La Lega sui cimiteri di San Miniato: “La mancanza di personale è un problema del Comune”

“Da giorni riceviamo quotidianamente lamentele di cittadini in merito allo stato di abbandono dei cimiteri di San Miniato. L’ultimo episodio riguarda le luci votive del cimitero di San Lorenzo. Da circa un mese una parte delle luci non funziona e alle richieste e sollecitazioni dei cittadini, gli uffici comunali rispondono in maniera evasiva, sottolineando l’assenza di personale da destinare a quel tipo di manutenzione”. Così i consiglieri della Lega di San Miniato Beatrice Calvetti, Federico Gregorini e Roberto Ferraro tornano a parlare dei servizi cimiteriali del comune e stavolta puntano il dito sulle entrate e uscite che riguardano le luci votive.

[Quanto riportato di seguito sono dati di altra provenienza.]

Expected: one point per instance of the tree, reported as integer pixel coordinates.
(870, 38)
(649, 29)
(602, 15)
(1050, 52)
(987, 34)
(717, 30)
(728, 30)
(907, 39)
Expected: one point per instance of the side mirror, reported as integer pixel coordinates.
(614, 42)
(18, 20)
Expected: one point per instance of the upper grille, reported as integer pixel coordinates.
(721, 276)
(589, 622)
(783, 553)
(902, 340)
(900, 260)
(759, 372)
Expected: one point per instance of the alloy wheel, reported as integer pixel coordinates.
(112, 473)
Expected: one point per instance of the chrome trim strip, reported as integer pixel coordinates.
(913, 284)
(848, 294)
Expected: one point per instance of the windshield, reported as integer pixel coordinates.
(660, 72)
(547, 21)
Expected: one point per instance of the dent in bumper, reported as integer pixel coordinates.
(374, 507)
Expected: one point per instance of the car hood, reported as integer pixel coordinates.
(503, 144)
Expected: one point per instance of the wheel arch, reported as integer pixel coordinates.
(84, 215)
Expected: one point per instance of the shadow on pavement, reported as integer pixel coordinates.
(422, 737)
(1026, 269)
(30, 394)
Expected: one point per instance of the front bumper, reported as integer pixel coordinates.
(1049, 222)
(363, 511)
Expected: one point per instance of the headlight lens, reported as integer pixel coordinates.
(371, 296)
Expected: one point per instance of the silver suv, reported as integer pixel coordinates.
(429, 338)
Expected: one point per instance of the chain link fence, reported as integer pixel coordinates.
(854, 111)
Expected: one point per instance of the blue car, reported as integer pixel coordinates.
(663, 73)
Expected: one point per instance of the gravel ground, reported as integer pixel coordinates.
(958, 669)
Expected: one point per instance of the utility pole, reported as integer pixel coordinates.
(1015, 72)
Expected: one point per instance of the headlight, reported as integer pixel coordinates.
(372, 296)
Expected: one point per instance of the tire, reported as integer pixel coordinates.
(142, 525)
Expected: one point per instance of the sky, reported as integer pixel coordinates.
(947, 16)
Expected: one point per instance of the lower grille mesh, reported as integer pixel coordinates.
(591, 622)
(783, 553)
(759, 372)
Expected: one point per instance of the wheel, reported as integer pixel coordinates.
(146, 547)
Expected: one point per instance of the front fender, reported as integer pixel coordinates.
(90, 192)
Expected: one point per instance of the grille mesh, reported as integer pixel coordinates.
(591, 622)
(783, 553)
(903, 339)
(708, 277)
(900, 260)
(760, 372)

“Da giorni – hanno detto – abbiamo sottolineato in vario modo lo stato di disagio dei cittadini che si recano a far visita ai propri defunti per la scarsa manutenzione dei cimiteri comunali. Evidentemente non siamo stati chiari o la cosa non interessa agli amministratori del comune. A scanso di equivoci ricordiamo gli elementi salienti della questione.

Il comune nel 2019 ha incassato dai cittadini per i servizi cimiteriali oltre 800 mila euro. La spesa del comune per tali servizi si aggira intorno a 300 mila euro. Rimangono quindi 500 mila euro. Andando nel dettaglio solo per il mantenimento delle luci votive i cittadini di San Miniato hanno pagato nel 2019 la non indifferente somma di 171mila euro e quindi se chiedono che tali luci stiano accese è doveroso che siano ascoltati con educazione e quindi soddisfatti. La mancanza di personale è un problema del comune non di chi ha pagato il servizio”.

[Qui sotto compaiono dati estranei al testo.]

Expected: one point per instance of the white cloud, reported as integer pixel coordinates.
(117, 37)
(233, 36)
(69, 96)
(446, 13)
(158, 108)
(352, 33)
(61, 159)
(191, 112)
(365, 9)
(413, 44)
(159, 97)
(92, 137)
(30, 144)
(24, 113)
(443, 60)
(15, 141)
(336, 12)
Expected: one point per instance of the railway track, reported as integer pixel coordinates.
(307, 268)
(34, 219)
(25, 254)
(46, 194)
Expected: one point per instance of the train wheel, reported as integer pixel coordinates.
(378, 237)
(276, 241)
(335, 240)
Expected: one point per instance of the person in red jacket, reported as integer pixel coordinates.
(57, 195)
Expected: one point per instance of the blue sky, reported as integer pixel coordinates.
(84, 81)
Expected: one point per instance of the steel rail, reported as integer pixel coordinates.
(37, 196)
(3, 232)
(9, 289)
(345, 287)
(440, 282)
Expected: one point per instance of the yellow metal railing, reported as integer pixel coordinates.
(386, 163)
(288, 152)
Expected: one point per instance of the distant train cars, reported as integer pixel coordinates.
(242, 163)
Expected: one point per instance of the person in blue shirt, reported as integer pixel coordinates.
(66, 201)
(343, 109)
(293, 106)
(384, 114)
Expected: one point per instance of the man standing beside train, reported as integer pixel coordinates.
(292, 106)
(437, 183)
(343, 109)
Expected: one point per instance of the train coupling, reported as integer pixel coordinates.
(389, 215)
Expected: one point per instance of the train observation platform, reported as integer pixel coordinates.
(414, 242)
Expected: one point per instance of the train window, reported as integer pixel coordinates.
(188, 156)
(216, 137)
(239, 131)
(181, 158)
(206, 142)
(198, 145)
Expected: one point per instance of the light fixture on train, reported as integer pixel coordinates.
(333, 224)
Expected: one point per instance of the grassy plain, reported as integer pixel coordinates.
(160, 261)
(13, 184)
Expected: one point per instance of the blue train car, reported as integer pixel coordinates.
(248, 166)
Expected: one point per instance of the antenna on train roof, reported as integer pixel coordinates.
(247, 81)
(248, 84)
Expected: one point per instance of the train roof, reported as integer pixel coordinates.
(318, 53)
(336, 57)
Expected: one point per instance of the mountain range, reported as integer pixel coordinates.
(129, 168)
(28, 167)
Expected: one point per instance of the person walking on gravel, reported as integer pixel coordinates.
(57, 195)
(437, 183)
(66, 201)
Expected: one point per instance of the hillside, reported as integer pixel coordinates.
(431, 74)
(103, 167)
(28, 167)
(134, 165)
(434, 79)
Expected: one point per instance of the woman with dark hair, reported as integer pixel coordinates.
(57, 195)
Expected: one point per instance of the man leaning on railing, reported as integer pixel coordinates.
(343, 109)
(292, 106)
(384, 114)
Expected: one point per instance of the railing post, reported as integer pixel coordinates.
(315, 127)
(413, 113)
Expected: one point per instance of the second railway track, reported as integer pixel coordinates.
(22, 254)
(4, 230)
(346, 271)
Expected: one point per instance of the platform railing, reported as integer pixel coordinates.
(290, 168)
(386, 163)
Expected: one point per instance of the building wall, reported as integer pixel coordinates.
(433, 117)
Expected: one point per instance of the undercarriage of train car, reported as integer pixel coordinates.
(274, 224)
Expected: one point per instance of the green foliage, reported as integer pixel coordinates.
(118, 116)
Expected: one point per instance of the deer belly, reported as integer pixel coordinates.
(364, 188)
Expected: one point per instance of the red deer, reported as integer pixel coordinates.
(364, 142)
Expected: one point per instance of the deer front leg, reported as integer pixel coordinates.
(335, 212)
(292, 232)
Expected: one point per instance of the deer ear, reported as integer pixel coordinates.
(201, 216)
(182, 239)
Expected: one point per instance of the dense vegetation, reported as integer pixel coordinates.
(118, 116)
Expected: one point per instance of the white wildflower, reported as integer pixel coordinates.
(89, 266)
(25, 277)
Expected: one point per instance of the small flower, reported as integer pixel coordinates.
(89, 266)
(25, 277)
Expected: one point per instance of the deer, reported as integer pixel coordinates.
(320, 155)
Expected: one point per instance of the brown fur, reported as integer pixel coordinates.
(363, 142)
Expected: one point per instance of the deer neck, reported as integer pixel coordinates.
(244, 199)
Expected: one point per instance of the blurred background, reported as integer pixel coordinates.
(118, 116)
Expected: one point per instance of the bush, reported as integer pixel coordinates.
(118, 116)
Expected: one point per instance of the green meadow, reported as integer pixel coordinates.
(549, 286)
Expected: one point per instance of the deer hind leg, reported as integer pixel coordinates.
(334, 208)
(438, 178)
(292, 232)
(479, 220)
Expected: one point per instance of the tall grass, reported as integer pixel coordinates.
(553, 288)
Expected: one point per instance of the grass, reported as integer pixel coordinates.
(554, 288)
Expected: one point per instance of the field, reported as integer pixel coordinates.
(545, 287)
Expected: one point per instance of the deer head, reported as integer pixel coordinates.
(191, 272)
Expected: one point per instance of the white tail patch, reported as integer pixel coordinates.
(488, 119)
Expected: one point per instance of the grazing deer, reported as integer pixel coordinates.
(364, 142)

“Appare più che evidente – hanno concluso – che con riferimento ai servizi cimiteriali i cittadini utenti dei cimiteri versano (800mila euro) molto più di quello che ricevono (300mila euro), quindi le richieste di manutenzione sono più che legittime e dargli seguito non è, come spesso appare, una gentile concessione, ma semplicemente un atto dovuto”.